1. Throw money at the problem
2. A definitive solution
3. Punishment does not solve the problem
4. True, but irrelevant
Thus, the 5 point answer is "2", the 3 point answer is "1", the 1 point answer is "3", and number "4" is worth nothing, even though it is completely accurate.

I failed the first two tests because I did not personally recognize the level of dedication that is needed for the certification track. Furthermore, the class vendor, Global Knowledge, has not done a good job of setting expectations. Embarking on this process requires either significant management and project experience, or the purchase of supplemental material and several weeks of study before the class.

This certification also requires complete support from your employer. They have got to be willing to give you the time and resources to succeed. They have got to recognize the value they will receive from this process.

I have scheduled to retake the class and tests for 1 and 2. After passing tests 3 and 4, I was very confident that I understood the testing method, and the amount of preparation needed before hand. My results for test 5?
50% of answers were 5 pointers
12% of answers were 3 pointers
 0% of answers were 1 pointers
38% of answers were 0 pointers

So, whose fault is this? Doesn't matter (see justification 3 above.) But I am sad.

Monday, December 06, 2010

Why Am I Changing Light Bulbs?

Being an ecologically conscious kinda guy, about three years ago, I went through my house and replaced my incandescent bulbs with CF bulbs. It was hugely expensive because I bought good GE brand bulbs. I saw it as an investment. Not only would the bulbs save energy, but they would last a thousand years.

Yes, a thousand years, damn it.

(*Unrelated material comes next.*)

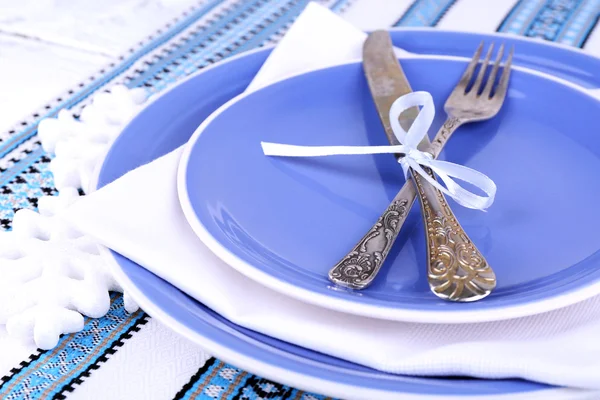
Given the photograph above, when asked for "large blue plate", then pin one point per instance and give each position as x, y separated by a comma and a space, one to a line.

They said the bulbs lasted five times longer than "normal" bulbs. They said that even though they cost more, they don't really cost more when you consider the cost of all the bulbs you won't have to buy in the future. And you're saving energy.

Yeah, because they put out half the light of normal bulbs. One bathroom had a two bulb fixture. If you walked into the bathroom in the middle of the night, it took five minutes for the lights to power-up. (I was already "done" by then.) So, I changed one of the CF bulbs for a normal bulb. For short jobs, the incandescent bulb fires up giving us 50% light, and for jobs taking more than 15 minutes, the CF gets us up to 90%. And still saves energy.

But the CF bulb has burned out. Not the normal bulb. The CF that was suppose to last five times longer! What's the deal? It's almost like they lied to me... or something.

Oh now: lets not loose sight of what's important. I'm saving the planet. I'm being environmentally aware. The CF bulbs reduce my carbon footprint. And they contain deadly levels of mercury that is sufficiently toxic that improper disposal is criminal in some jurisdictions.

Now if you'll excuse me, I've got some endangered tigers that need to be shot.

Saturday, December 04, 2010

Oops, I've Seen All of Netflix

Yep. All of it.

Okay, not every movie in the entire Netflix inventory, but every movie that I've ever wanted to see. I'm down to watching foreign flix with subtitles. I'm to the point that I'm saying to myself: "Hey, I don't think that was all that bad. Oh sure, I purposely avoided it when it came out at the theaters since it wan't worth spending money on, and I didn't watch it on HBO or TV since I had better stuff to do, but I'll add it to my Netflix queue."

Why? I because Netflix is a flat rate service. Its a buffet. All you can eat. There was an old Huey Lewis song:
"The sign on the door said all you can eat for $1.99, but one dollars worth was all i that could stand"
(Like there is anything but old Huey Lewis songs.

So here's what I have left:
- The Good, the Bad, the Weird: A subtitled Chinese Western
- How to Train Your Dragon: What passes for a cartoon these days
- Daybreakers: Because the world needed another vampire movie
- Scott Pilgram vs The World: For the 80's video game references

Sometime in the future, they'll have:
- Despicable Me: I dream of world domination
- Inception: Speaking of dreams
- Skyline: Gotta keep an eye on the aliens

I hope somebody invents something Earth shatteringly entertaining... quick.